How to Fix Git Stash Merge Conflicts
What are Git stash merge conflicts?
Git stash allows you to save a draft of your in-progress changes and revert your working directory back to a clean slate. If stashed changes are applied ontop of new commits or other in-progress changes, there’s a chance for merge conflicts to arise.
If stash fails with a merge conflict, the error message will tell you that “git stash needs merge” or something similar to the messages below:
CONFLICT (content): Merge conflict
or this
error: Your local changes to the following files would be overwritten by merge. Please commit your changes or stash them before you merge
Note: This guide is a companion document to the video above. Merge conflicts are easier to understand when understood visually, so I recommend watching the video first.
How to fix a git stash needs merge
error
Apply the stash
git stash pop <stash-index>
Note: If you have un-staged changes in your working directory, ensure you stage them by running git add .
before running git stash pop
. If unstaged files have merge conflicts, Git will abort the stash operation. You’ll know this happened if the message you receive contains the phrase “error: Your local changes to the following files would be overwritten by merge”. You’ll know you’ve entered the merge workflow when you see this phrase: “CONFLICT (content): Merge conflict”.
When stash fails with a merge conflict note the file(s) that failed the merge. Open each of the failed files in a text editor of your choice and manually resolve the conflicts. After saving the files, stage them:
git add <file(s)-that-failed-merge>
At this point, you’ve resolved the conflicts and can continue development; however, you may want to consider commiting your changes before moving on for future readabily.

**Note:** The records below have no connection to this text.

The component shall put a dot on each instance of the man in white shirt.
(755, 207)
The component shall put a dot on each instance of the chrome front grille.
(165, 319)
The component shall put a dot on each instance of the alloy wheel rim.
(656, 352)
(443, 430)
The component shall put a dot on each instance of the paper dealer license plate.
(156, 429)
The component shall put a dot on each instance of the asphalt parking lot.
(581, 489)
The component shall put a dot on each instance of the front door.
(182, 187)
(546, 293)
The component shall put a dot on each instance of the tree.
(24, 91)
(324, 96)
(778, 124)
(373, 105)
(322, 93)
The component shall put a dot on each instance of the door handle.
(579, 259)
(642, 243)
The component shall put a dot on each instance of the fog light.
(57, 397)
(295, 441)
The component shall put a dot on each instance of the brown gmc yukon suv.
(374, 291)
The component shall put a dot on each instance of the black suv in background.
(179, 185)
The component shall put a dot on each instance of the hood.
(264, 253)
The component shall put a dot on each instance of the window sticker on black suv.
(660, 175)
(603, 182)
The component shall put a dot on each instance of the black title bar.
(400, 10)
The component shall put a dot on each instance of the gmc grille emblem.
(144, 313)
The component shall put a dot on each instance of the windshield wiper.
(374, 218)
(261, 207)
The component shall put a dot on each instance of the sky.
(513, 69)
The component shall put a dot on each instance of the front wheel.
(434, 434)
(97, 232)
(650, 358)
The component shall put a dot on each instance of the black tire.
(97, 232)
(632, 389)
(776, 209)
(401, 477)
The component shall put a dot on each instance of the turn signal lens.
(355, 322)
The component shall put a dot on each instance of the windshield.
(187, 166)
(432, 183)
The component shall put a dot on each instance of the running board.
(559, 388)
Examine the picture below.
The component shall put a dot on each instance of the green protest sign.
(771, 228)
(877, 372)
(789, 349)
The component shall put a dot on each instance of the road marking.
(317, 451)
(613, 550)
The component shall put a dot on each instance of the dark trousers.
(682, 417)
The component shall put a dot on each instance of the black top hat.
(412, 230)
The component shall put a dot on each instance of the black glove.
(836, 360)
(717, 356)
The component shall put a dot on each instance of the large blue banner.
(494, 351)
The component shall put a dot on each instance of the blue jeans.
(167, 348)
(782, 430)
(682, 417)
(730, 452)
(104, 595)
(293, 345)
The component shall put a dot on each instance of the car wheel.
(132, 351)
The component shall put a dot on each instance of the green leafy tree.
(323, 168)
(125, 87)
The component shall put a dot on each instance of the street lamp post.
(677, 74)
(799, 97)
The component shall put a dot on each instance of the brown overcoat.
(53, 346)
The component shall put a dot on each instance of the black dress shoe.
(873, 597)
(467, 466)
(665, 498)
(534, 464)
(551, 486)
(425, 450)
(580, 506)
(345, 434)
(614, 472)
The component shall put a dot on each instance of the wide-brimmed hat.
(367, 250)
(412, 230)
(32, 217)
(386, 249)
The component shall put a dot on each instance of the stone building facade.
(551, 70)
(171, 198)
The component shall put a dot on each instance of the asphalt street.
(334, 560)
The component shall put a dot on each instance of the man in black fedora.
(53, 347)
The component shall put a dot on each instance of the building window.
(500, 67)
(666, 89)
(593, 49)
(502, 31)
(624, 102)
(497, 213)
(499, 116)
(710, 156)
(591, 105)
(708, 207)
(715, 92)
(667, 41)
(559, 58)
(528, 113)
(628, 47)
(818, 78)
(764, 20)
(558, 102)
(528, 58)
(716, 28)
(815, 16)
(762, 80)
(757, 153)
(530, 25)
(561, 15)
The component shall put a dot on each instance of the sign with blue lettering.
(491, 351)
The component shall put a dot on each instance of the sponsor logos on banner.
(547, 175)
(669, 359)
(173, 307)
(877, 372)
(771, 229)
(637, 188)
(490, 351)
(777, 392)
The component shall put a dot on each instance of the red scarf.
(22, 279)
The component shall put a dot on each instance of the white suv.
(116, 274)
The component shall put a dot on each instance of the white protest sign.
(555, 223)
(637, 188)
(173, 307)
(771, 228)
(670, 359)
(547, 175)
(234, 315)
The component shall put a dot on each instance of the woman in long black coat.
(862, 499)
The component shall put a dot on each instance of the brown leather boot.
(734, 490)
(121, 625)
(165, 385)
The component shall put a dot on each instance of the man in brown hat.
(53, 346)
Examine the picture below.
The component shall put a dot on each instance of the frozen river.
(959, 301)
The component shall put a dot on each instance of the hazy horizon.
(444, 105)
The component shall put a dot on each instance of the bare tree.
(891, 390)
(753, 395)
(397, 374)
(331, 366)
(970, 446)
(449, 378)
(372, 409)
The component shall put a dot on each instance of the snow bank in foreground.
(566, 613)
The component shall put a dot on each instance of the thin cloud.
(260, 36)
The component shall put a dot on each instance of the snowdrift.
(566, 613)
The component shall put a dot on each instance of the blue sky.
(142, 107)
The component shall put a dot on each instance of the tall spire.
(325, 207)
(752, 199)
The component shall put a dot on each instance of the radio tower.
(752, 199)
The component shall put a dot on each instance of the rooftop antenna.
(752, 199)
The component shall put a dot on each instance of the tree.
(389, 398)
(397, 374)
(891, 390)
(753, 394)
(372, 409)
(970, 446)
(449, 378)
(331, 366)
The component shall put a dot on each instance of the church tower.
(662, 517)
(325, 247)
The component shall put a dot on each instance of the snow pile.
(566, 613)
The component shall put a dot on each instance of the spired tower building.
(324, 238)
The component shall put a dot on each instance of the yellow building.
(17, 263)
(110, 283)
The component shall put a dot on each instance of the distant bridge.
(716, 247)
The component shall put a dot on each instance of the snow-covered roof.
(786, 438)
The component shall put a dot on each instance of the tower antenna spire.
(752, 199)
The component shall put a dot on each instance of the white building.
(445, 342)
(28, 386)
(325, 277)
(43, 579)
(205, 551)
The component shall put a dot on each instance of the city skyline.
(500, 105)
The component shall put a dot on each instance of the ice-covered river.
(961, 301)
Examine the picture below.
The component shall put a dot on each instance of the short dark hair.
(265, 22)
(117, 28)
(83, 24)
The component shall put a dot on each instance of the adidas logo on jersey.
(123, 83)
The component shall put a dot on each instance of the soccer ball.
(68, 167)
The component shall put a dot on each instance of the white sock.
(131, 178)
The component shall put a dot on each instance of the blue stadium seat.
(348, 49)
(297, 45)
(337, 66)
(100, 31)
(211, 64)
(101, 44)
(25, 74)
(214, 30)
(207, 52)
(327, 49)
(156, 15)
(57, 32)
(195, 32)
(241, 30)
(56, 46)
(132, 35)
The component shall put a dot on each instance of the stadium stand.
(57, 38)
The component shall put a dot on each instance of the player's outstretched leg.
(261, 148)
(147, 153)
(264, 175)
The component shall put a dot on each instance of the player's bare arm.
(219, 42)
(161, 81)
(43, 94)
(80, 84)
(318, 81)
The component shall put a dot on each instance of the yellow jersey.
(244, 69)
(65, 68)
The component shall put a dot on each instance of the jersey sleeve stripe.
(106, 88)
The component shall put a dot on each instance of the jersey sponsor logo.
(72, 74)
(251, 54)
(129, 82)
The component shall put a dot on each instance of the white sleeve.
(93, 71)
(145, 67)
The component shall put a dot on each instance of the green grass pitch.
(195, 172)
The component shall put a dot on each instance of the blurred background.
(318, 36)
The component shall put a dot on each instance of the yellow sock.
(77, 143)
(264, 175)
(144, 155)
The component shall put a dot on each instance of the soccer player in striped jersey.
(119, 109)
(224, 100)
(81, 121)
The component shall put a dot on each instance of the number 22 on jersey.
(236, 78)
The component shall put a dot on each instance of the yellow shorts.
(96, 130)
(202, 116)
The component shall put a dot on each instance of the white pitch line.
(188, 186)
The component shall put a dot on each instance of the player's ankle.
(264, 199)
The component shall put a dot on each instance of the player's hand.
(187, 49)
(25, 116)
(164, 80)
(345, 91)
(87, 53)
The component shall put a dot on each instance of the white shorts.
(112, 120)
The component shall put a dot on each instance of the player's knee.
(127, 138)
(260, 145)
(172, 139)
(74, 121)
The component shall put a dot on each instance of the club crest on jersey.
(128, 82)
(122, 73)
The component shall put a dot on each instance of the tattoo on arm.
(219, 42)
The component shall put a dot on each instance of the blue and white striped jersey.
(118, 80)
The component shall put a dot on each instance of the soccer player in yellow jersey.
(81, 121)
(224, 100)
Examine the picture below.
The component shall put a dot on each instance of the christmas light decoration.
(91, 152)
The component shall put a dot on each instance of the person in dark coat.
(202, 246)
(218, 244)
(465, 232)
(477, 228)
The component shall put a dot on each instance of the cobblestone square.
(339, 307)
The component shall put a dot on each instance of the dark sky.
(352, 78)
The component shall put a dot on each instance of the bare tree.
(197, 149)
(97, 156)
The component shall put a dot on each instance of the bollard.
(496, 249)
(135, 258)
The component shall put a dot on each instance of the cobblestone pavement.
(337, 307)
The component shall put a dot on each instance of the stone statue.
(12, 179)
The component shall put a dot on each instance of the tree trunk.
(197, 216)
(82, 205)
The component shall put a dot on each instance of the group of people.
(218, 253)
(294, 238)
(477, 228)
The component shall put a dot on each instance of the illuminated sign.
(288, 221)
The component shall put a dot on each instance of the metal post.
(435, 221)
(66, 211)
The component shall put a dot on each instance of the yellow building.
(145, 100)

Lastly, when git stash pop
fails with merge conflicts, the stash entry isn’t removed from the stash list. After fixing the merge conflict, remove the stash entry by running:
git stash drop <stash-index>
Workarounds
If you’d rather not fix a merge conflict right away, you can pop you changes out onto a new branch instead of the branch on which the stash was created:
git stash branch <branch-name> <stash-index>
This will allow you to continue development on a separate branch, then use merge/rebase to bring those branched changes back onto mainline at your leasure.